How accurate are they?

The accuracy of rapid tests is quite high in terms of identifying someone likely to infect others, regardless of whether they have symptoms.

The tests will return a positive result, on average across all brands, for 97 per cent of people who could likely infect others.

For people with viral loads that make them not likely infectious, rapid tests will be positive between 19 and 63 per cent of the time.

False positives occur in about one to three tests per thousand.

PCR tests, which are required to confirm illness if someone receives a positive rapid test result in B.C., are upwards of 99 per cent accurate but can take days to get results back depending on lab capacity.

Henry has repeatedly said that rapid tests provide limited benefit when used regularly in the community among vaccinated, asymptomatic individuals, producing few positive results.

But Leung said just because rapid tests may identify relatively few cases compared to PCR tests, which are only for symptomatic or exposed people, doesn’t mean they’re useless.

“If the numbers are so low .125with rapid tests.375 that you show most people are negative, it gives you more information,” said Leung. “But if you’re positive, you could potentially avert a significant superspreading event which would then bring up transmission rates in the community.”

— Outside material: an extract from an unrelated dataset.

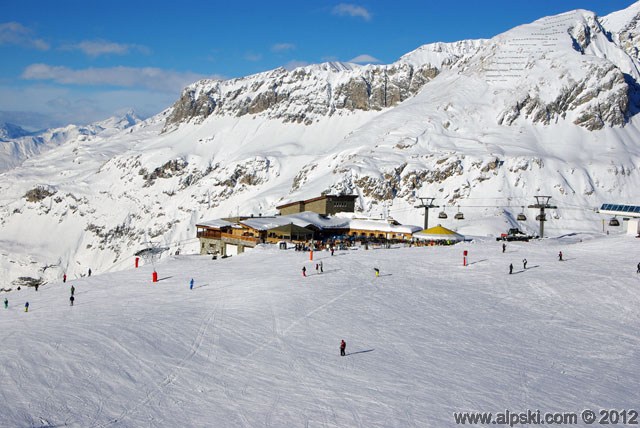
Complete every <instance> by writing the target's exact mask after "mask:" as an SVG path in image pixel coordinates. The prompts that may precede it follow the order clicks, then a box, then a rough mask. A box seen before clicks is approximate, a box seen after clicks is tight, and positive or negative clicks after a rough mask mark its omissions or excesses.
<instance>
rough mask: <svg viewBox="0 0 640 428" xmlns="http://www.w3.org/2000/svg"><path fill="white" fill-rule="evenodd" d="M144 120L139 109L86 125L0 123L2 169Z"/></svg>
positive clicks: (124, 128)
mask: <svg viewBox="0 0 640 428" xmlns="http://www.w3.org/2000/svg"><path fill="white" fill-rule="evenodd" d="M141 121H142V119H140V118H139V117H138V116H137V115H136V114H135V112H133V111H128V112H126V113H125V114H124V115H122V116H114V117H110V118H109V119H106V120H103V121H100V122H96V123H92V124H89V125H85V126H78V125H68V126H65V127H62V128H53V129H46V130H44V131H40V132H28V131H26V130H24V129H22V128H20V127H19V126H17V125H11V124H4V125H2V126H0V172H2V171H5V170H8V169H11V168H15V167H16V166H18V165H20V164H21V163H22V162H23V161H24V160H25V159H27V158H30V157H34V156H37V155H38V154H40V153H42V152H43V151H46V150H49V149H52V148H55V147H57V146H60V145H63V144H67V143H73V141H76V140H77V141H87V140H90V139H91V138H93V137H95V136H98V135H100V136H101V137H102V138H105V137H108V136H110V135H112V134H114V133H115V132H118V131H121V130H123V129H127V128H130V127H131V126H133V125H135V124H136V123H139V122H141Z"/></svg>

How should we use them in BC?

Leung, Filitrault and University of Calgary researcher Gosia Gasperowicz all agree that rapid tests could help British Columbians have more confidence doing things like working and visiting relatives for the holidays.

Leung said because viral loads change quickly as the virus replicates, they are best used directly before seeing family or heading out to work.

And with Omicron showing evidence that it replicates much more quickly than Delta, rapid test results should be taken as snapshots in time of one’s infectiousness.

“The most effective way to view rapid tests in general, is that they are another tool we have that can provide a higher level of certainty in the short term, like eight to 12 hours, that you are unlikely to be infectious with COVID-19,” said Leung.

Gasperowicz said they also shouldn’t be used to justify going to concerts, large social gatherings or other high-risk settings.

“It is not a free pass to do more,” said the developmental biologist and a researcher at the faculty of nursing at the University of Calgary. “It’s something that allows you to do with more confidence what you would do anyway.”

All three experts said other precautions, like good ventilation and quality masks, should be taken when indoors with others.

Leung said rapid tests can help health-care workers determine if they are infectious as Omicron places more pressure on the system.

Schools and other environments at high risk of superspreading should also have priority access to rapid tests. B.C. has used the tests in a number of outbreak settings already, including the ongoing outbreak at the University of Victoria.

The experts agree the best approach would be to make free rapid tests available widely to the public, allowing people to test themselves each day and make decisions on their activities.

“In an ideal world, we would distribute them to as many people as possible and follow that distribution with very clear education and communication so it minimizes the chance they are misunderstood and misused,” said Leung.